• Jump To … +
    aggregation.rs basic_search.rs custom_collector.rs custom_tokenizer.rs date_time_field.rs deleting_updating_documents.rs faceted_search.rs faceted_search_with_tweaked_score.rs fuzzy_search.rs index_from_multiple_threads.rs index_with_json.rs integer_range_search.rs ip_field.rs iterating_docs_and_positions.rs json_field.rs phrase_prefix_search.rs pre_tokenized_text.rs snippet.rs stop_words.rs warmer.rs
  • §

    Basic Example

    This example covers the basic functionalities of tantivy.

    We will :

    • define our schema
    • create an index in a directory
    • index a few documents into our index
    • search for the best document matching a basic query
    • retrieve the best document’s original content.

  • §

    Importing tantivy…

    use tantivy::collector::{Count, TopDocs};
    use tantivy::query::FuzzyTermQuery;
    use tantivy::schema::*;
    use tantivy::{doc, Index, IndexWriter, ReloadPolicy};
    use tempfile::TempDir;
    
    fn main() -> tantivy::Result<()> {
  • §

    Let’s create a temporary directory for the sake of this example

        let index_path = TempDir::new()?;
  • §

    Defining the schema

    The Tantivy index requires a very strict schema.
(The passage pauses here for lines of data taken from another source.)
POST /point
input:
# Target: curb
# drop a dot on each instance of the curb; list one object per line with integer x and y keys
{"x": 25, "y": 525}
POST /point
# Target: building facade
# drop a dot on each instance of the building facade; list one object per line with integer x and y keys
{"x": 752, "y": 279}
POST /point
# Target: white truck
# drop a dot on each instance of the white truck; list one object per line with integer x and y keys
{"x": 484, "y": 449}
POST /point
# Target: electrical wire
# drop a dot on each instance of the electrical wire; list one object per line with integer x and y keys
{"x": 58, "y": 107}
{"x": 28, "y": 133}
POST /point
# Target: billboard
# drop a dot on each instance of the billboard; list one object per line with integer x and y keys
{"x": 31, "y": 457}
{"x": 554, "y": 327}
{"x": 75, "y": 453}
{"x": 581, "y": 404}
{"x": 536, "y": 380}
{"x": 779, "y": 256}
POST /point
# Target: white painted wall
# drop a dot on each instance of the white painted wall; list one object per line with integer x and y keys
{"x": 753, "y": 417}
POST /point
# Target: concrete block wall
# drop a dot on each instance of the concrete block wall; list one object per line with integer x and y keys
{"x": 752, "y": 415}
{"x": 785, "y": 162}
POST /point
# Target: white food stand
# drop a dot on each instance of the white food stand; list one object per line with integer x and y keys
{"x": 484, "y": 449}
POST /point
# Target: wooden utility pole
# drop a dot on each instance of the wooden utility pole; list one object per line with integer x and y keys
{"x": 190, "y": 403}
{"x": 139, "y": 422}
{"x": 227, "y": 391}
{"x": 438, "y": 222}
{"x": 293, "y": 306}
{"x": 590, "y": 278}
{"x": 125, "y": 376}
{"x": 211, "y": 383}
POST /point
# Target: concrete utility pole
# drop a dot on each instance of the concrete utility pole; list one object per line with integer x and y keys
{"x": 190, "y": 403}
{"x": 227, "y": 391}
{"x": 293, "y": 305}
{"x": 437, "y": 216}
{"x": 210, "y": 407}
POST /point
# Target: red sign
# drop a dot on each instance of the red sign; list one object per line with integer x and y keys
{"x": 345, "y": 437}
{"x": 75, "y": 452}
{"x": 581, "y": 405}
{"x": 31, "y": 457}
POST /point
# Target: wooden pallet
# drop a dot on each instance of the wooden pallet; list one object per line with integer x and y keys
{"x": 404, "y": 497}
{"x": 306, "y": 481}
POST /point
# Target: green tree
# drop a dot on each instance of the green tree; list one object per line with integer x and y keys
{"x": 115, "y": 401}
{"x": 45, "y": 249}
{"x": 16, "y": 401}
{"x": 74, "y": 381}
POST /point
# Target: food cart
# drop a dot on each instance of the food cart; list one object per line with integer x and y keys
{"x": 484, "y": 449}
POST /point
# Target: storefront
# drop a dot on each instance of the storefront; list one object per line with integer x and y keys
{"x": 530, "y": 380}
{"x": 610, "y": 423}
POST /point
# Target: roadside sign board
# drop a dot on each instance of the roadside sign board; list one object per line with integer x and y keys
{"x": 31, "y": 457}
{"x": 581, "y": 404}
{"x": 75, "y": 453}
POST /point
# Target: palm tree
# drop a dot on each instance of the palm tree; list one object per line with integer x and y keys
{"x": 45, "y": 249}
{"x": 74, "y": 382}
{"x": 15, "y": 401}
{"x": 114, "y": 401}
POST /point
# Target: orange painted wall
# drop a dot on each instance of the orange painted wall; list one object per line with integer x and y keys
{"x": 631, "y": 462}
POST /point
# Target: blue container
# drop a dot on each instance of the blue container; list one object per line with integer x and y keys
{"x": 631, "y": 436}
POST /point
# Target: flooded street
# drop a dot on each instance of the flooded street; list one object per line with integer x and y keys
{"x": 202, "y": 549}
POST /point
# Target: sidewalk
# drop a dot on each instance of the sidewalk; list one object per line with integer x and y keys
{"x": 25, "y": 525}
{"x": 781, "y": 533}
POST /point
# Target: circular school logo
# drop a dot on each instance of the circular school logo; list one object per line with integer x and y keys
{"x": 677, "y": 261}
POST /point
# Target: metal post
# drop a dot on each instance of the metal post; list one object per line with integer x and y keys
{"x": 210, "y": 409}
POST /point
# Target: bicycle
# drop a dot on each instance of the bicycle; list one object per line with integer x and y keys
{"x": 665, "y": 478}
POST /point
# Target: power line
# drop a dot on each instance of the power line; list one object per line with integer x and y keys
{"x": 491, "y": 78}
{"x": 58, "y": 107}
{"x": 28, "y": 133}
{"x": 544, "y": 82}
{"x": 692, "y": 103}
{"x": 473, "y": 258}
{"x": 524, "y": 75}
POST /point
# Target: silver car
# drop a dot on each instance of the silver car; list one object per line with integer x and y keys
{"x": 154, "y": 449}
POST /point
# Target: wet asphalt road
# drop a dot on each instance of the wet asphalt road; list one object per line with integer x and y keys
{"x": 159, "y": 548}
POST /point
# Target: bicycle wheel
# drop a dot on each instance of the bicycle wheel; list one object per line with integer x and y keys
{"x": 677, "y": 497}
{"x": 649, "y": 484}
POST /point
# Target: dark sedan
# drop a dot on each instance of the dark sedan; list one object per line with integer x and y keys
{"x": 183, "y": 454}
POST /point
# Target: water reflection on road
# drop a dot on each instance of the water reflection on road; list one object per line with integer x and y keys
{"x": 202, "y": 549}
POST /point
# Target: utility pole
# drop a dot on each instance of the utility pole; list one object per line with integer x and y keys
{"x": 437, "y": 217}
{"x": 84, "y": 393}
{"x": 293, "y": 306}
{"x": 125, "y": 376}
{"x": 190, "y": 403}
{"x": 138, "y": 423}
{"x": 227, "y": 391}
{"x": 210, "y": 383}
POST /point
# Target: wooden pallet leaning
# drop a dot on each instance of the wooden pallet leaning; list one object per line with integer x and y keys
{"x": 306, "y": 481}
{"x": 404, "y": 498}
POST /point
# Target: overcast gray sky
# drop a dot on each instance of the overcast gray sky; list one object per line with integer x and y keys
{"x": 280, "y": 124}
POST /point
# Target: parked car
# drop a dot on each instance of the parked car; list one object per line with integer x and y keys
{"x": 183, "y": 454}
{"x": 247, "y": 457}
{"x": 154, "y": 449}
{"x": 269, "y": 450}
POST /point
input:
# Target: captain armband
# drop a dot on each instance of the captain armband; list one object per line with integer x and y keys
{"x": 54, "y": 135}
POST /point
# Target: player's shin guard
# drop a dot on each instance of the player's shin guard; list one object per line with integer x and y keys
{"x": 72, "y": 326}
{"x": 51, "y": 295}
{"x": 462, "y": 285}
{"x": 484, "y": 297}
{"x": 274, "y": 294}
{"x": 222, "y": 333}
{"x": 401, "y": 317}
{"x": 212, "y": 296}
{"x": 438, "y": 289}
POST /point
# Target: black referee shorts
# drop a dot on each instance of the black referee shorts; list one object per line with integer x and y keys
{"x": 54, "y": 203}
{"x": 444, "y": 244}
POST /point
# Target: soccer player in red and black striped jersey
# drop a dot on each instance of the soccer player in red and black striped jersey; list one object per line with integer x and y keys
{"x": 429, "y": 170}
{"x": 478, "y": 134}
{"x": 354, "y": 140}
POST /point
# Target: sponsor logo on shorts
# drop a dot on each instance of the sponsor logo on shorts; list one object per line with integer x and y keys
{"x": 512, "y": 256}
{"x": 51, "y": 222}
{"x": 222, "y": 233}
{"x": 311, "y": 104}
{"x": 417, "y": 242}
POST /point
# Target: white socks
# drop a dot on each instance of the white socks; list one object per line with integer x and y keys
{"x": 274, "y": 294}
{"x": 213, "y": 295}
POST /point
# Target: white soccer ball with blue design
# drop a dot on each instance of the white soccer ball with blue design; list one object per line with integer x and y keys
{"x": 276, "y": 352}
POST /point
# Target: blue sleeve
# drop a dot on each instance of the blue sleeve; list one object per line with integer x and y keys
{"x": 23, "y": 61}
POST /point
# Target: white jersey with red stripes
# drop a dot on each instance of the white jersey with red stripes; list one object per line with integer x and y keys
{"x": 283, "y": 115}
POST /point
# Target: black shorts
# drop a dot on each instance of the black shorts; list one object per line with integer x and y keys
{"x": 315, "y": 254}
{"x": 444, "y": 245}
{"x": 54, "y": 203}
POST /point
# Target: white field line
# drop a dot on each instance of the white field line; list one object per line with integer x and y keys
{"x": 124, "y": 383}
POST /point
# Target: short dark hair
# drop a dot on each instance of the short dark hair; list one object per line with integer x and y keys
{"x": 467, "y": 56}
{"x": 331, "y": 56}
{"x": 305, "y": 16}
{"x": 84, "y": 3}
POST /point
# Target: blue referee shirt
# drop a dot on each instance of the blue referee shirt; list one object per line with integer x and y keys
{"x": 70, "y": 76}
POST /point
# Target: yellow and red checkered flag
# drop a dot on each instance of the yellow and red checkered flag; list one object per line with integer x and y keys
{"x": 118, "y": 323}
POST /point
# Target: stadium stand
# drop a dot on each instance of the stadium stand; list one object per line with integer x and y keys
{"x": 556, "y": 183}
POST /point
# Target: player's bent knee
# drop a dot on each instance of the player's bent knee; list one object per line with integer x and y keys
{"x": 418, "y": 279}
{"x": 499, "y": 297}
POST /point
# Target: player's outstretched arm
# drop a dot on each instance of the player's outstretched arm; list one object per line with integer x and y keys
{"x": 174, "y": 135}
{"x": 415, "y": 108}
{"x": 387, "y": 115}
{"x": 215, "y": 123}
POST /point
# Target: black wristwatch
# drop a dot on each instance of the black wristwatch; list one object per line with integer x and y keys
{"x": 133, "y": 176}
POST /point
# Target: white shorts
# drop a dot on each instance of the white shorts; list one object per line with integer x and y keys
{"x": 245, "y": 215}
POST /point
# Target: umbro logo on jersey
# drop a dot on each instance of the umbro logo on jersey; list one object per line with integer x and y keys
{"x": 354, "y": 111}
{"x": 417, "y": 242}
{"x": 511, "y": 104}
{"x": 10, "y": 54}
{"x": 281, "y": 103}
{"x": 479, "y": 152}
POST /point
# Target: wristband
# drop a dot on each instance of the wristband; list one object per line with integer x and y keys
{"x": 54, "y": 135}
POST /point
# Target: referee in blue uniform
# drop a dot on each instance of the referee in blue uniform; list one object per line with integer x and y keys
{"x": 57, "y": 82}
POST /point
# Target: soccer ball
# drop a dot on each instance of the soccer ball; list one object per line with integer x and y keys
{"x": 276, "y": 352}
The schema declares which fields are in the index, and for each field, its type and “the way it should be indexed”.

  • §

    First we need to define a schema …

        let mut schema_builder = Schema::builder();
  • §

    Our first field is title. We want full-text search for it, and we also want to be able to retrieve the document after the search.

    TEXT | STORED is some syntactic sugar to describe that.

    TEXT means the field should be tokenized and indexed, along with its term frequency and term positions.

    STORED means that the field will also be saved in a compressed, row-oriented key-value store. This store is useful for reconstructing the documents that were selected during the search phase.

        let title = schema_builder.add_text_field("title", TEXT | STORED);
    
        let schema = schema_builder.build();
  • §

    Indexing documents

    Let’s create a brand new index.

    This will actually just save a meta.json with our schema in the directory.

        let index = Index::create_in_dir(&index_path, schema.clone())?;
  • §

    To insert a document we will need an index writer. There must be only one writer at a time. This single IndexWriter is already multithreaded.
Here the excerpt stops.